A deep groan escaped my lips. The irritation of being trapped as well as being weak a death sentence. At the sound of my irritation, a relieved gasp filled the air around me, a gasp that was not mine.
My eyes snapped open in alarm at the sound, my heart beating a million miles an hour as they worked to adjust to the dimly lit space. The heavy buzz of agitated voices filled the air as my eyes went to the man who hovered above me, his cheeks stained with tears and long ropes of his hair pulled away from his face.
“You’re awake,” he gasped as the loud buzzing of voices disappeared into nothing. His lips twitched into a smile so rare I was sure no one had seen it in centuries.
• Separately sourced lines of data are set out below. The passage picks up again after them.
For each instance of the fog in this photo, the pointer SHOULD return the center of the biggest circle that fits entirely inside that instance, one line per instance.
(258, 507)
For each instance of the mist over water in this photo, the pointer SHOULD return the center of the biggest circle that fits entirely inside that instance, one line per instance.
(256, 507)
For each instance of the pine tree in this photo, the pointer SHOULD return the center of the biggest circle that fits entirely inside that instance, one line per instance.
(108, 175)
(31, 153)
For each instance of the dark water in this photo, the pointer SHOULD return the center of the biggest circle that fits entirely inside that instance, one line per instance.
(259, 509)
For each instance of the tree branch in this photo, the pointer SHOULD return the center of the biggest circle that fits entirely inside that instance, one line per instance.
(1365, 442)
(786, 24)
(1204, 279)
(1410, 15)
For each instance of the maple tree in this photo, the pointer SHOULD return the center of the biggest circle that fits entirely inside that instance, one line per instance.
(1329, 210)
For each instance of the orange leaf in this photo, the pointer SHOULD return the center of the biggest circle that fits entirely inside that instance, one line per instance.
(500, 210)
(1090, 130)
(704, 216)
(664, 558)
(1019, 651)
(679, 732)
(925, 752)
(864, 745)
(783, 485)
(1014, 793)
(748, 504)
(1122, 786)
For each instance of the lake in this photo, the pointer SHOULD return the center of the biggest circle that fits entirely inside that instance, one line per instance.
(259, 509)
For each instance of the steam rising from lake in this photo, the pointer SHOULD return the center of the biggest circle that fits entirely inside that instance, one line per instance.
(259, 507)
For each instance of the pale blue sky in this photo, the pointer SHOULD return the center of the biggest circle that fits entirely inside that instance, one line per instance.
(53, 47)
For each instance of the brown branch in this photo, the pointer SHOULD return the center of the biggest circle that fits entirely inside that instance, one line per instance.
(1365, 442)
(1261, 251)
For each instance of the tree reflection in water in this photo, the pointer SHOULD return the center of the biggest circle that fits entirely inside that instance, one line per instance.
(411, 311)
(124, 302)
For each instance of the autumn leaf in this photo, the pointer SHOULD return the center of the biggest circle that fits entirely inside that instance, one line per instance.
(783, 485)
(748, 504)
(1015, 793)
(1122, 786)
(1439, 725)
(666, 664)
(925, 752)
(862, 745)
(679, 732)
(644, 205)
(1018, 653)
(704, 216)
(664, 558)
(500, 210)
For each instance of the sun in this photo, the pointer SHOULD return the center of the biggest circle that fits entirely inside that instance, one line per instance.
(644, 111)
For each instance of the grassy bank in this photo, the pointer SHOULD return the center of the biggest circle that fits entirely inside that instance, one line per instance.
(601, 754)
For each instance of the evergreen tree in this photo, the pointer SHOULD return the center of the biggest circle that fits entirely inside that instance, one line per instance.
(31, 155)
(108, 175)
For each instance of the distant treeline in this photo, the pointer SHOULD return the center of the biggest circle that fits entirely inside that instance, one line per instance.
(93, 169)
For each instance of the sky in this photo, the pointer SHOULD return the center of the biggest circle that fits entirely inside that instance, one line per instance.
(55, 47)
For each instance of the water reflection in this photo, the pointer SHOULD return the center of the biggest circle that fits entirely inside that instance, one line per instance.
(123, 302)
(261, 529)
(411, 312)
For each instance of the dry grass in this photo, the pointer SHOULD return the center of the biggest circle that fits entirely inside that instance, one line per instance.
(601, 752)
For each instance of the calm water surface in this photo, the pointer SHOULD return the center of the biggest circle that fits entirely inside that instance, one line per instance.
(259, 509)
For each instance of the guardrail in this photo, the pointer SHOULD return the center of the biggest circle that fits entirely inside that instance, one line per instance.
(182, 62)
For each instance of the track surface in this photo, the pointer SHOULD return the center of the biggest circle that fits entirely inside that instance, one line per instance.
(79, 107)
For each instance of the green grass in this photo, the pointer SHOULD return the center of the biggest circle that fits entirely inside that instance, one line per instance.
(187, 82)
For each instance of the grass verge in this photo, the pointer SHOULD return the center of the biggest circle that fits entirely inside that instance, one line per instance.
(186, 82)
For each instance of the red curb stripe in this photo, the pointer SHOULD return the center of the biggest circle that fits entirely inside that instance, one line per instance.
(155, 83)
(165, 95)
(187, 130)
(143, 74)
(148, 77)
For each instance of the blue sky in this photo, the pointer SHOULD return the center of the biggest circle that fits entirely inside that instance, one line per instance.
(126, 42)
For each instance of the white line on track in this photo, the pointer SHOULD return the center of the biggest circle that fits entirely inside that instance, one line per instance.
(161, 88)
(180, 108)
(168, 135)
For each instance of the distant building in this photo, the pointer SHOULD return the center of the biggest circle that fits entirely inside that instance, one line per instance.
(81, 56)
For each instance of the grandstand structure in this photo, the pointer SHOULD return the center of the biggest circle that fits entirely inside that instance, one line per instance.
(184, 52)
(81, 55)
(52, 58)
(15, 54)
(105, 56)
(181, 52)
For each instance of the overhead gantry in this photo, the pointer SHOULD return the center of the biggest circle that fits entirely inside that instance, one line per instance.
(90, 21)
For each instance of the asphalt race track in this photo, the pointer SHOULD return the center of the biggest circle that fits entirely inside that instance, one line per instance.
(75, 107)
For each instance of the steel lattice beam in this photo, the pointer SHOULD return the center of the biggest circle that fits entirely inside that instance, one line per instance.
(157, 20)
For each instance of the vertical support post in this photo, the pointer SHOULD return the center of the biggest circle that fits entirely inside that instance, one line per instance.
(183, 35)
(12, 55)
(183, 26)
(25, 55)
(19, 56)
I stared at him—at his eyes, his dimples, and the face that I had memorized hundreds of years before. My heart pulsed once in an emotion so strong it almost felt out of place given what I had left, what had happened, and the way my soul and heart and life had been split into two pieces of me.
Be happy, Wyn.
“Thomas.”
I had fallen asleep clinging to his hand, our fingers intertwined in a hold that was more friendship than passion. It was a grasp that was exactly what we both needed—a hand to hold, a reminder that someone was there.
When I woke, his hand was still there, the calloused skin rough and slightly sweaty from holding onto me for so long.
The room glowed with a few lanterns that were scattered over my desks and tables. The flashes of lightning blended with a slight orange glow, giving everything a haunted look and far too many shadows for my liking. Seeing Dennis DeYoung and the rest of Styx with half illuminated faces was a bit too much for me. Nothing should be allowed to mar his beautiful face, strictly speaking.
I stared at the poster as the abbey roared with the incessant thunder that the pained soul of the earth was reigning on us. I looked at all of them, at the necklaces that hung from the ceiling, and the brightly colored walls. My eyes moved from place to place as my mind slowly began to wake up. Everything that had happened over the last twenty-four hours came back so quickly it began to mash together.
Shifting my weight, I brought my hand to eye height. The shadows of the marks that were once so dark they looked like ink were now shadowed, making me wonder if I was seeing them properly, if I was remembering them the right way.
If I was remembering anything the right way.
Even through the ache in my body and the vivid imagery of a shadowed Talon standing before me, the reason we had come here slammed into me, my breath heaving as I gasped. I tried to sit up, although it became crystal clear it wasn’t going to happen any time soon.
“Wyn?” Thom’s tense voice ripped through my panic.
My eyes darted to him, narrowing dangerously as I tried to dispel the level of confusion I was having.
“I need to get to Ilyan,” I gasped, knowing I was speaking irrationally yet unable to stop it in my half-awake fog. “Tell him what happened … in Prague. What Edmund did.”
“He already knows.” Thom’s voice was full of regret, a dark cast moving over his features as he looked away from me, his hand tightening around mine. He sighed. “Sain told him last night.”
The tension in my chest left as quickly as it had come. I should have been happy that I had been spared that conversation, but I couldn’t be. Not with the way Thom stared into the darkness, his shoulders hunched and broken. Not with what I knew Ilyan had been forced to hear about Talon, Ovailia, and the city he had protected since he had first come into power and even before.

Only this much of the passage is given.